My husband bought an amazing camera which you can control via an iphone app. So all you need is wifi or 3G and we can watch her from anywhere. We can even move the camera by touching our iphone. What a great thing!! But we were able just to watch her in the living room ( camera can't walk yet unfortunately ;-) ) and when she finished chewing her rawhide or bone she disappeared and she always went to the bed room and slept until we came back.
So this went well until one day. 
My parents are in town and we were out for some sightseeing. We stayed away for 4-5 hours and when we came back I went for a potty break with her. We needed to do some grocery shopping and so we decided to go to a nearby supermarket. I didn't think that it will take more than half an hour so we just left the apartment and I forgot to leave something to chew for her which I *always* do when we leave her. So it took a little bit longer than expected at the supermarket and I could monitor her on my iphone. Unfortunately there was a dining chair just in front of where she was sitting so I could only see her back, legs and tail. She was sitting near the sofa. I was sure she was chewing on her toy or sleeping. 
So when we came back she chewed the sofa corner and ripped of the fabric. First time ever!! I mean she tried it when she was a small puppy but never destroyed it.

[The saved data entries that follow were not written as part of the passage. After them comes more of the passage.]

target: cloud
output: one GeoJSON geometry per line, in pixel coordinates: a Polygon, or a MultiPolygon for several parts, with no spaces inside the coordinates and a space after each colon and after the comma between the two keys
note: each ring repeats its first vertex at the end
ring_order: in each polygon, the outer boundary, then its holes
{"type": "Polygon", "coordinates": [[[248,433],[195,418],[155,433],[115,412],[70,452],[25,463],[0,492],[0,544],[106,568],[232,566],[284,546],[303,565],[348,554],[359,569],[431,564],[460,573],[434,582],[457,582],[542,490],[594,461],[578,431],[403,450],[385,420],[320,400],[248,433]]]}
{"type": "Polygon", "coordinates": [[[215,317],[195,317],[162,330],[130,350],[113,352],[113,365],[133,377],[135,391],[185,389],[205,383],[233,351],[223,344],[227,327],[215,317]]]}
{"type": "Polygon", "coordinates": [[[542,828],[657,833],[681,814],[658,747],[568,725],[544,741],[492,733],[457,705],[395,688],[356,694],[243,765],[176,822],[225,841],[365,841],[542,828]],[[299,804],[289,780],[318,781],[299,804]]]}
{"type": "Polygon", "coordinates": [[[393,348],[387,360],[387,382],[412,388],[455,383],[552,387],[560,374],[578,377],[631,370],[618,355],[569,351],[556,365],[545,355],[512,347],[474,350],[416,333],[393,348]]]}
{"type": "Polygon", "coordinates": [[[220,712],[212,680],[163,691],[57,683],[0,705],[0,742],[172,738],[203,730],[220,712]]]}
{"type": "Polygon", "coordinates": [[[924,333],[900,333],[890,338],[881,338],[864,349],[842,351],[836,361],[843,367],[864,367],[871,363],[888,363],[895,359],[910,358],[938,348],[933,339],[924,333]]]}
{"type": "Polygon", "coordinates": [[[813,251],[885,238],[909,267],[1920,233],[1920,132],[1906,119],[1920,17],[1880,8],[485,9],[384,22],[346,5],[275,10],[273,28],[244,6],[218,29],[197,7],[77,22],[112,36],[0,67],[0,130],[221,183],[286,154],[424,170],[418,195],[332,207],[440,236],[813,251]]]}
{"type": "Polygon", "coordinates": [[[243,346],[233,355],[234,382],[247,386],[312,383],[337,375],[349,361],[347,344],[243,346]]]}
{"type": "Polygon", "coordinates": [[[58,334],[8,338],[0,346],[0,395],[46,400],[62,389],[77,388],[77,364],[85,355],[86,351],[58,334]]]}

I think she was angry with me because I didn't left her something to chew as always.  So I stepped out of this routine. So she's back now in the kitchen  where I can monitor her with the camera 

But I'm really happy with her and we don't have any problems with leaving her alone. We started to train that quite early and we could leave her for few hours even when she was a smaller pup without barking or potty accident.


----------



## mswhipple (Mar 7, 2011)

LaVidaLoca, sounds like a neat setup you have with the camera!

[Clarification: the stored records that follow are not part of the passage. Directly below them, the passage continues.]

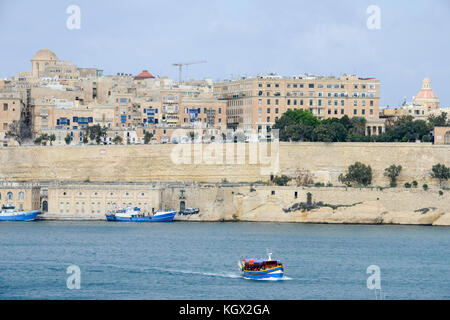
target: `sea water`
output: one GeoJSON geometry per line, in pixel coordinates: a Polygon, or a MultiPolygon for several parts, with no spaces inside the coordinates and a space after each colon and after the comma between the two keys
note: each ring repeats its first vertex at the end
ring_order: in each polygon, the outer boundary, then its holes
{"type": "Polygon", "coordinates": [[[0,299],[450,299],[450,228],[1,222],[0,299]],[[285,278],[242,278],[268,249],[285,278]]]}

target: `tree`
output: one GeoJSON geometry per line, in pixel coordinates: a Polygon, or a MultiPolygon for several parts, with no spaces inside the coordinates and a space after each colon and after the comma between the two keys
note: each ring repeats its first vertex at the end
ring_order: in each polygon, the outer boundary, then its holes
{"type": "Polygon", "coordinates": [[[51,135],[48,136],[48,141],[50,141],[50,145],[53,145],[53,141],[55,140],[56,140],[55,134],[52,133],[51,135]]]}
{"type": "Polygon", "coordinates": [[[70,144],[70,142],[72,141],[72,137],[70,136],[70,134],[66,135],[66,137],[64,138],[64,141],[66,142],[67,145],[70,144]]]}
{"type": "Polygon", "coordinates": [[[274,177],[272,182],[277,186],[287,186],[288,182],[291,180],[292,180],[291,178],[283,174],[280,177],[279,176],[274,177]]]}
{"type": "Polygon", "coordinates": [[[428,123],[430,125],[430,128],[445,127],[447,125],[447,112],[442,112],[439,116],[429,116],[428,123]]]}
{"type": "Polygon", "coordinates": [[[347,130],[337,121],[322,122],[313,131],[314,141],[343,142],[347,138],[347,130]]]}
{"type": "Polygon", "coordinates": [[[187,137],[188,137],[188,139],[190,141],[194,141],[194,138],[195,138],[195,132],[194,131],[189,131],[189,132],[186,133],[186,135],[187,135],[187,137]]]}
{"type": "Polygon", "coordinates": [[[439,186],[442,187],[442,181],[447,181],[450,178],[450,168],[440,163],[436,164],[432,168],[431,176],[439,179],[439,186]]]}
{"type": "Polygon", "coordinates": [[[339,181],[348,186],[352,183],[368,186],[372,183],[372,168],[361,162],[356,162],[348,167],[347,174],[339,176],[339,181]]]}
{"type": "Polygon", "coordinates": [[[366,133],[366,124],[367,124],[367,120],[366,118],[363,117],[354,117],[351,120],[351,128],[350,131],[353,134],[357,134],[357,135],[365,135],[366,133]]]}
{"type": "Polygon", "coordinates": [[[149,144],[150,140],[153,138],[153,133],[146,132],[144,135],[144,143],[149,144]]]}
{"type": "MultiPolygon", "coordinates": [[[[56,139],[56,137],[55,137],[55,139],[56,139]]],[[[49,141],[49,140],[50,140],[50,136],[47,133],[43,133],[39,137],[34,139],[34,144],[37,144],[37,145],[43,144],[45,146],[45,145],[47,145],[47,141],[49,141]]]]}
{"type": "MultiPolygon", "coordinates": [[[[308,110],[296,109],[288,110],[283,114],[284,117],[290,118],[295,123],[302,123],[304,125],[316,127],[320,124],[320,120],[313,116],[308,110]]],[[[282,116],[282,117],[283,117],[282,116]]]]}
{"type": "Polygon", "coordinates": [[[122,144],[122,137],[121,136],[115,136],[113,139],[114,144],[122,144]]]}
{"type": "Polygon", "coordinates": [[[19,145],[22,145],[26,140],[31,140],[33,131],[31,126],[27,125],[25,121],[14,120],[9,125],[8,131],[5,134],[5,138],[12,138],[17,141],[19,145]]]}
{"type": "MultiPolygon", "coordinates": [[[[85,134],[84,137],[89,137],[89,140],[91,141],[95,141],[97,144],[100,144],[100,142],[102,142],[102,138],[106,137],[106,134],[108,132],[108,128],[107,127],[102,127],[99,124],[93,125],[93,126],[88,126],[84,129],[85,134]]],[[[87,139],[87,138],[86,138],[87,139]]],[[[83,142],[84,142],[84,138],[83,138],[83,142]]],[[[87,143],[87,142],[84,142],[87,143]]]]}
{"type": "Polygon", "coordinates": [[[402,166],[396,166],[395,164],[384,170],[384,175],[391,179],[391,187],[397,186],[397,177],[400,175],[401,171],[402,166]]]}

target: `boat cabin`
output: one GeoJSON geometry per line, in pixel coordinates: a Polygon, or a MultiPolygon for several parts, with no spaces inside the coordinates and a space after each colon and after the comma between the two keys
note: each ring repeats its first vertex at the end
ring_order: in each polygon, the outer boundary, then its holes
{"type": "Polygon", "coordinates": [[[246,271],[261,271],[282,265],[283,264],[279,260],[244,260],[244,270],[246,271]]]}

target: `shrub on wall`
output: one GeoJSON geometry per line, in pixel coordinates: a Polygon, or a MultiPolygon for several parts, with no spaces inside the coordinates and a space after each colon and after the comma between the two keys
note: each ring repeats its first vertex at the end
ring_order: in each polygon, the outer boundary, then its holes
{"type": "Polygon", "coordinates": [[[339,176],[339,182],[350,186],[353,183],[364,187],[372,183],[372,168],[361,162],[356,162],[348,167],[348,172],[339,176]]]}

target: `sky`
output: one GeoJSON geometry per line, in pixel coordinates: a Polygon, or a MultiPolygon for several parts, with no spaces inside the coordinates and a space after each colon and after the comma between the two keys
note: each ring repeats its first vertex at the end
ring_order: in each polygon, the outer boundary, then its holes
{"type": "Polygon", "coordinates": [[[416,95],[425,77],[450,106],[449,0],[0,0],[0,78],[31,71],[42,48],[104,74],[230,79],[274,72],[357,74],[381,81],[381,106],[416,95]],[[70,5],[80,29],[67,28],[70,5]],[[380,29],[369,29],[370,5],[380,29]]]}

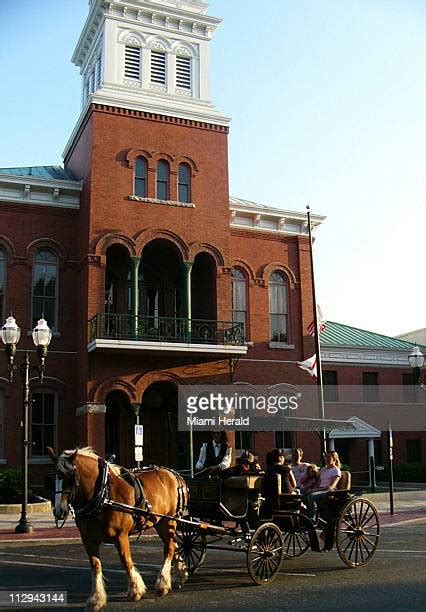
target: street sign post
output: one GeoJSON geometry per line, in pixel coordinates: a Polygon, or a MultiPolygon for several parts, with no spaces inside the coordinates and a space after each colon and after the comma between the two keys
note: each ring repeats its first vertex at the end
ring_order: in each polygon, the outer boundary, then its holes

I kind of doubt if your pup was being vindictive when she chewed on the sofa corner. She was probably not angry with you, but rather, just being a normal pup. She's only seven months old, and "They chew 'til they're two."


----------



## Angie NG (Jun 6, 2012)

We only have Bella in her crate when we are out or at night, she is only allowed in the front room if we are in there to. We have a kitchen/diner which leads into the garden so she spends a lot of time there. We have a gate on the kitchen door as the upstairs is out of bounds to her while she is so young(11weeks). She would love the boys bedrooms to much. Eventually we want her to roam freely but it's a long way off yet. Good luck MilesMom


----------



## MilesMom (Jun 21, 2012)

Thank you everyone!!! I went home for lunch and walked/ played with him for an hour, then decided to gate him in our hallway. It's a small space, so figured it would be a good place to start testing him out of the crate. I left a few toys, food, and water out for him as well as his crate so we will see how he did when my husband gets home!! Miles will be alone for 4 hours. fingers crossed!


----------



## adrino (Mar 31, 2012)

How did it go Milesmom? 

Hope he didn't destroy your hallway?!


----------



## MilesMom (Jun 21, 2012)

It went great!!! Miles was lying peacefully in the hall when we got home and now we are leaving him there consistently. No baseboard or hallway damage!! 

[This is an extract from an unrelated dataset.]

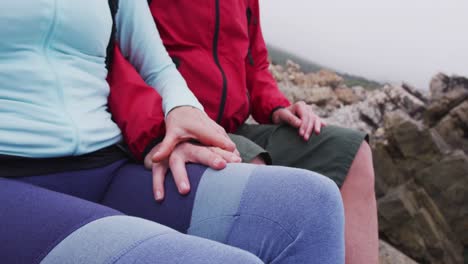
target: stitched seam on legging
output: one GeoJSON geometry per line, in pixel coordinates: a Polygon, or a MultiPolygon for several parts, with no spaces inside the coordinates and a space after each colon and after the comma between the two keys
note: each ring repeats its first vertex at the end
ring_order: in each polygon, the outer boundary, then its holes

Hoping to extend him from the hallway into the kitchen area in a few months.


----------



## adrino (Mar 31, 2012)

That's great news! 

Happy for you! ;D


----------



## CrazyCash (Jul 12, 2012)

That is great news! My guy is 10 months old and still can not be trusted in the house alone (even though he has two other dogs to play with) - here's some of his handy work...


----------



## mswhipple (Mar 7, 2011)

I love that first picture of Cash with the "big smile" on his face. He looks to be pretty proud of himself!! LOL ;D


----------



## RubyRoo (Feb 1, 2011)

Wow - you guys are brave leaving your pups out . I guess I still don't trust Ruby even though she has never destroyed anything. We just started leaving her out when we go out for a few hours but the longest has been 3 or 4 hours and she is 18 months old. I am just overly cautious and we renovated our home and don't want to see if destroyed.

We took it slow though and did small increments of time and built it up. It is to the point now that when Ruby sees our car keys she goes to her spot on the chair by the front window and lays down. That is where we find her when we come home. 

Good luck but as MsWhipple always says "they chew til their 2"


----------



## CrazyCash (Jul 12, 2012)

Cash doesn't feel any guilt at all about destroying things. He's not allowed in the house anymore, now he has to be in the garage / dog run when I'm not home - even though he still sometimes chews up stuff outside. It's a joy having a 60 pound puppy running around chewing things up.  As long as I know that eventually he'll outgrow this, then it's fine, I'll just keep buying more chew toys! As annoying as the chewing is, his cute little face and sweet personality makes up for it. ;D


----------



## DougAndKate (Sep 16, 2011)

Although Elroy has a few other problems, he has never chewed one thing he is not supposed to (fingers crossed,knock on wood after that statement.) He has been out of the crate during the day since he was about 8 months old. I go home home at lunch to walk him and give him a kong before I leave again. I always figured he just slept all day and really didn't move. And since we have a baby on the way, I set up the baby monitor early to try it out, and now I can check in on him from work. And yep, other than changing positions, he just sleeps all day


----------



## MilesMom (Jun 21, 2012)

It's been a month out of the crate! No bad behavior  Happy pup and happy parents


----------



## threefsh (Apr 25, 2011)

MilesMom said:


> It's been a month out of the crate! No bad behavior  Happy pup and happy parents


Yay Miles! That is quite an accomplishment at such a young age - you should be proud! 

We *just* started leaving Riley out by herself in the house when we are gone for a few hours at a time. Most recently we left for 4 hours and came back to her napping peacefully on the couch. A tired V is a good V! 8)


----------



## CrazyCash (Jul 12, 2012)

Congrats!! That's quite an accomplishment. I'm not sure when I'm going to be brave enough to give Cash another chance alone in the house


----------